Terrorism, Imagination Gap: Improvised Air Threat 3.0.

   

It happened a couple of days ago. “A boy with a jetpack” was spotted by the pilots of a Boeing 777 during the descent at the Los Angeles airport. So wrote on his LinkedIn profile, the military analyst Dr. Franco Iacch. Precise, Iacch, this is the second known episode, after the one that took place on 30 August, with a jetpack and an airliner. Unlike the highly controlled and coordinated maneuvers recorded in some promos, the two Rocketeers spotted in Los Angeles would have flown at the same altitude as the plane during the descent.

It seems superfluous to point out the folly of such a clearly unauthorized maneuver. Until a few years ago, talking about drones being thrown at airliners caused laughter. Today swarm technology is a reality (the flock of kamikaze drones tested by China last September is a clear example). As I have been repeating for years, the military annotator Iacch states, the implementation of explosives on low-cost devices, in some cases, is only a detail.

THEImprovised Air Threatin fact, it must not be conceived only as an army. If they weren't adaptable, terrorists would be nothing. Illegal Jetpacks could one day represent the future of the Improvised Air Threat. We must never lose the ability to imagine the unimaginable.

The story of the American Airlines airliner

A double investigation was launched regarding the incredible sighting made by pilots of an American Airlines airliner as it approached Los Angeles International Airport.

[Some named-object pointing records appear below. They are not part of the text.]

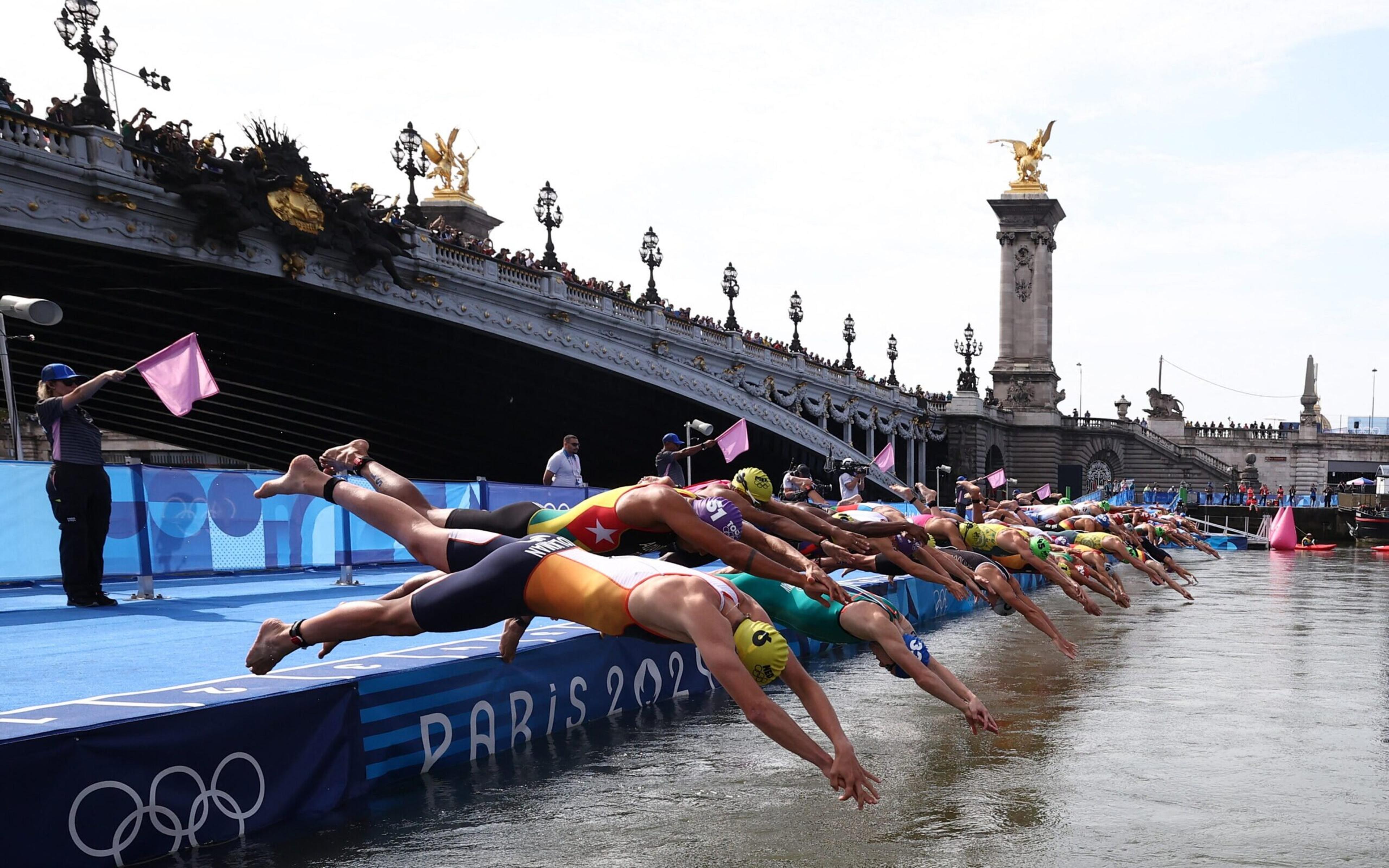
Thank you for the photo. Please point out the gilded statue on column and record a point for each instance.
(1028, 156)
(446, 162)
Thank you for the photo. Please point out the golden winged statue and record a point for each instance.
(1028, 158)
(446, 162)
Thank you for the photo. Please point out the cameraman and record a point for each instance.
(852, 481)
(668, 460)
(799, 485)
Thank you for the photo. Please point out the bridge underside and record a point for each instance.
(303, 368)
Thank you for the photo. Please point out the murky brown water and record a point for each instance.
(1250, 728)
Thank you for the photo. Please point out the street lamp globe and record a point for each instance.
(107, 45)
(66, 28)
(84, 12)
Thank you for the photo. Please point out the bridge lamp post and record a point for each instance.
(939, 469)
(405, 153)
(82, 14)
(797, 316)
(731, 289)
(652, 257)
(1080, 402)
(39, 312)
(551, 217)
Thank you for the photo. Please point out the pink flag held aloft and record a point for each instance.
(734, 442)
(180, 376)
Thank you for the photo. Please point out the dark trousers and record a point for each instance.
(81, 498)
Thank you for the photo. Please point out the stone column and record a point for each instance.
(1024, 374)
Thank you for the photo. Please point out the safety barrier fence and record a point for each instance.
(180, 521)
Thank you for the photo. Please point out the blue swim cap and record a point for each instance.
(906, 545)
(720, 514)
(917, 648)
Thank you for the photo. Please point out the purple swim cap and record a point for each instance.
(908, 545)
(720, 514)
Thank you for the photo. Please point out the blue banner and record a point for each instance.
(131, 792)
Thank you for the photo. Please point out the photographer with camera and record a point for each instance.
(798, 485)
(852, 475)
(674, 449)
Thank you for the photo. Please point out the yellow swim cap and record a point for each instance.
(763, 650)
(753, 484)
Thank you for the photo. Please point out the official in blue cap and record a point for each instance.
(78, 487)
(674, 449)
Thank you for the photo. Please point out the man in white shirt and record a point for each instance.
(851, 485)
(563, 469)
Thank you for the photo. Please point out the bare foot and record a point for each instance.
(512, 638)
(303, 477)
(273, 645)
(342, 457)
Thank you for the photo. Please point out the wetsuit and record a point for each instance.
(798, 610)
(548, 576)
(985, 541)
(592, 524)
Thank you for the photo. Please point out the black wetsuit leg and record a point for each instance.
(467, 548)
(512, 520)
(1154, 552)
(491, 591)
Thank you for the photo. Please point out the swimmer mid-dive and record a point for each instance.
(873, 620)
(545, 574)
(656, 513)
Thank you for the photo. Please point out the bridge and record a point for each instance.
(464, 367)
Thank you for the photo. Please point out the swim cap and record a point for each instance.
(919, 650)
(763, 650)
(753, 484)
(720, 514)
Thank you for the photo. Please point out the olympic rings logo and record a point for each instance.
(198, 813)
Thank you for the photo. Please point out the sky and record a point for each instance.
(1222, 166)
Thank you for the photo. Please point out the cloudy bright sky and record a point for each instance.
(1222, 166)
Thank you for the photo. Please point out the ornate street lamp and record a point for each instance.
(849, 342)
(969, 381)
(731, 291)
(82, 14)
(551, 217)
(405, 153)
(797, 316)
(652, 256)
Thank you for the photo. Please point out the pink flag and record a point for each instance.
(734, 442)
(180, 376)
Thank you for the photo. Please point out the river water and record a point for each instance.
(1250, 728)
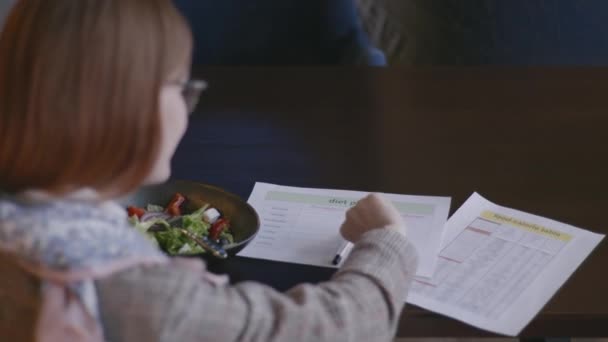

The two pilots said they had intercepted a man flying with a jet pack, which was immediately reported to the control tower, precisely at 18 pm local time on Sunday.

According to the audio recording of the brief interview between the pilots of the airliner and the control tower, this person was less than 300 meters away to the left of the plane.
Following the sighting, the FBI and the Federal Aviation Administration immediately launched independent investigations. It seems that the man with the jet pack has not yet been identified and the only thing that is sure is that he risked his life: flying so close to an airliner, especially over an airport as crowded as Los Angeles. , it really means going for trouble.

If he had been closer, the chances of being sucked into one of the aircraft's engines would have risen dangerously and this without counting the risks of impact or fall following a malfunction of the device, probably something "artisanal", a fall for sure deadly from that height.